As explained in the supplementary materials, Superman turning back time was originally planned as the ending for "Superman II." It was used, of course, as the ending of "Superman: The Movie" - so re-using it in the Donner Cut is simply a way inserting something because no ending had been conceived by Donner and Co. There's no ending to the Donner Cut because the "ending" we see would have never been used even if Donner had been allowed to finish the movie.
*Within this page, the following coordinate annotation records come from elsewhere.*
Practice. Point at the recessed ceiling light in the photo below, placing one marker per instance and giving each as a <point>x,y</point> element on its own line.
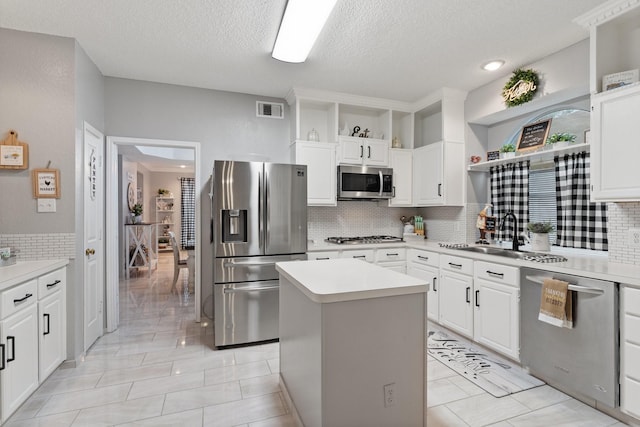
<point>493,65</point>
<point>301,24</point>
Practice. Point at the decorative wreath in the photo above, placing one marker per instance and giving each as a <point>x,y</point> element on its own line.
<point>521,87</point>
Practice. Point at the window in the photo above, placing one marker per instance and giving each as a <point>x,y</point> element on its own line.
<point>542,198</point>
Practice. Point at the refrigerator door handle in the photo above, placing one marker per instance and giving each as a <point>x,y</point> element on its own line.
<point>267,207</point>
<point>231,264</point>
<point>254,289</point>
<point>260,213</point>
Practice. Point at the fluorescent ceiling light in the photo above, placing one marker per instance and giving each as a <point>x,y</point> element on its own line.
<point>493,65</point>
<point>301,24</point>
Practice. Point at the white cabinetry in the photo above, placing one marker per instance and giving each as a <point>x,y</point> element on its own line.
<point>496,317</point>
<point>401,161</point>
<point>362,254</point>
<point>19,345</point>
<point>438,174</point>
<point>630,351</point>
<point>165,220</point>
<point>324,255</point>
<point>456,288</point>
<point>424,265</point>
<point>615,175</point>
<point>320,159</point>
<point>392,258</point>
<point>614,33</point>
<point>32,330</point>
<point>52,344</point>
<point>363,151</point>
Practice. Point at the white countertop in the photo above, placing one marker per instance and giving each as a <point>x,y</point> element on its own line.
<point>593,266</point>
<point>339,280</point>
<point>22,271</point>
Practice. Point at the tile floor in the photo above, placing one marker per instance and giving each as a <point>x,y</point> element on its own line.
<point>158,369</point>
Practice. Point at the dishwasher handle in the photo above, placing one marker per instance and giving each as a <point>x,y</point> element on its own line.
<point>572,286</point>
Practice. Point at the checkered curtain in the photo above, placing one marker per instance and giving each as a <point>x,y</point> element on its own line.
<point>581,224</point>
<point>188,212</point>
<point>510,193</point>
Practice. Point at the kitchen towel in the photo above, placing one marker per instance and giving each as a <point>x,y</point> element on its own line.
<point>556,307</point>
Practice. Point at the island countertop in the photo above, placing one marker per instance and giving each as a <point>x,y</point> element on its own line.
<point>337,280</point>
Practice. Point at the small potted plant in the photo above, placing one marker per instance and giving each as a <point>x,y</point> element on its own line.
<point>560,140</point>
<point>136,211</point>
<point>507,151</point>
<point>540,235</point>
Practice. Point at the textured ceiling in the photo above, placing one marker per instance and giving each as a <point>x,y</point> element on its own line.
<point>397,49</point>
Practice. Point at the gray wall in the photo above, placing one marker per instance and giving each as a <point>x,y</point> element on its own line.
<point>49,87</point>
<point>224,123</point>
<point>37,86</point>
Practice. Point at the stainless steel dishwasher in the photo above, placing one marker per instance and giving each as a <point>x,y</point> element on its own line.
<point>583,359</point>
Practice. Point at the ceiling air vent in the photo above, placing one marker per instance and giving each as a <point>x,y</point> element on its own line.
<point>272,110</point>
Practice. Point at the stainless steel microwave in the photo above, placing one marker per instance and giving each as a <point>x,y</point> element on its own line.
<point>364,182</point>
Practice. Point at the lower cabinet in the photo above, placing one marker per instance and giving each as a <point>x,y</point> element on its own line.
<point>630,351</point>
<point>19,346</point>
<point>496,309</point>
<point>32,336</point>
<point>456,289</point>
<point>424,265</point>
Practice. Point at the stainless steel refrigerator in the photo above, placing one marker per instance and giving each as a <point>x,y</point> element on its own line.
<point>259,217</point>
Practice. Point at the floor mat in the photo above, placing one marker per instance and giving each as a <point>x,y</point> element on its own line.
<point>495,375</point>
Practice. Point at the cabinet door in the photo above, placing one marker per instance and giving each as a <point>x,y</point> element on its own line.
<point>351,150</point>
<point>496,316</point>
<point>401,161</point>
<point>615,175</point>
<point>20,377</point>
<point>456,310</point>
<point>376,153</point>
<point>52,334</point>
<point>427,175</point>
<point>429,274</point>
<point>321,172</point>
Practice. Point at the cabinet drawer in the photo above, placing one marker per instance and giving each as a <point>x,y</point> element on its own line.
<point>18,297</point>
<point>364,254</point>
<point>51,282</point>
<point>497,273</point>
<point>423,257</point>
<point>323,255</point>
<point>391,254</point>
<point>457,264</point>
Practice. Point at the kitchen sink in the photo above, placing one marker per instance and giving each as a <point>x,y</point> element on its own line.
<point>509,253</point>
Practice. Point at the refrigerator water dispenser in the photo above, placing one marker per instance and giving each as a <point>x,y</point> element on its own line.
<point>234,225</point>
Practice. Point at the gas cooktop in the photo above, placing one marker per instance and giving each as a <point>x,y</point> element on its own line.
<point>362,240</point>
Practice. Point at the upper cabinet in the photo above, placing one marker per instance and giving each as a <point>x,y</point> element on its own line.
<point>438,159</point>
<point>367,130</point>
<point>614,32</point>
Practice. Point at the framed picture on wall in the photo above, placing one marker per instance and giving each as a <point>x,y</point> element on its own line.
<point>534,136</point>
<point>46,183</point>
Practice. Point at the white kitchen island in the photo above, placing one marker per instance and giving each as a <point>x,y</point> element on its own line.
<point>352,343</point>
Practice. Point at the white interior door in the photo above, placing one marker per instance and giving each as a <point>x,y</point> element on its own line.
<point>93,184</point>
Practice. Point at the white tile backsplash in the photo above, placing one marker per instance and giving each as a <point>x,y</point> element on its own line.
<point>622,217</point>
<point>33,247</point>
<point>356,218</point>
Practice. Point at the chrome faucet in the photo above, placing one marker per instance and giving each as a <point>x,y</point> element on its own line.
<point>514,244</point>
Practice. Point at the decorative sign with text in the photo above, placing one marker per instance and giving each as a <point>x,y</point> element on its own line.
<point>534,136</point>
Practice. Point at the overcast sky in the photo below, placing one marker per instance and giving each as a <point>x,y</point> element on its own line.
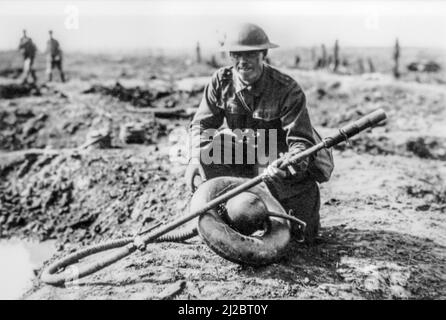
<point>104,25</point>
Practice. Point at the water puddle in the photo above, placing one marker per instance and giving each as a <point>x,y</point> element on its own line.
<point>18,260</point>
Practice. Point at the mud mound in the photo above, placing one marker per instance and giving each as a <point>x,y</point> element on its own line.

There's no reason to even speculate how Donner's finished "Superman II" would have ended, since it has never existed. Watching the Donner Cut - even as a stand-alone movie - results in terrible disappointment, because turning back time to the very beginning of the movie renders everything we just watched meaningless. It's a variation on the old grade school creative writing cliche "it was all just a dream." In order to make Lois forget that Clark is Superman, the clock is turned back and the whole story we watched was erased. It's a cheat, and it's simply bad storytelling. It also underlines in bold-face that what we have watched is merely a collection of alternate scenes strung together with segments from an actual finished film spliced in to approximate the experience of watching a full movie. The alternate footage is interesting, but ultimately doesn't come close to supplanting the theatrical release.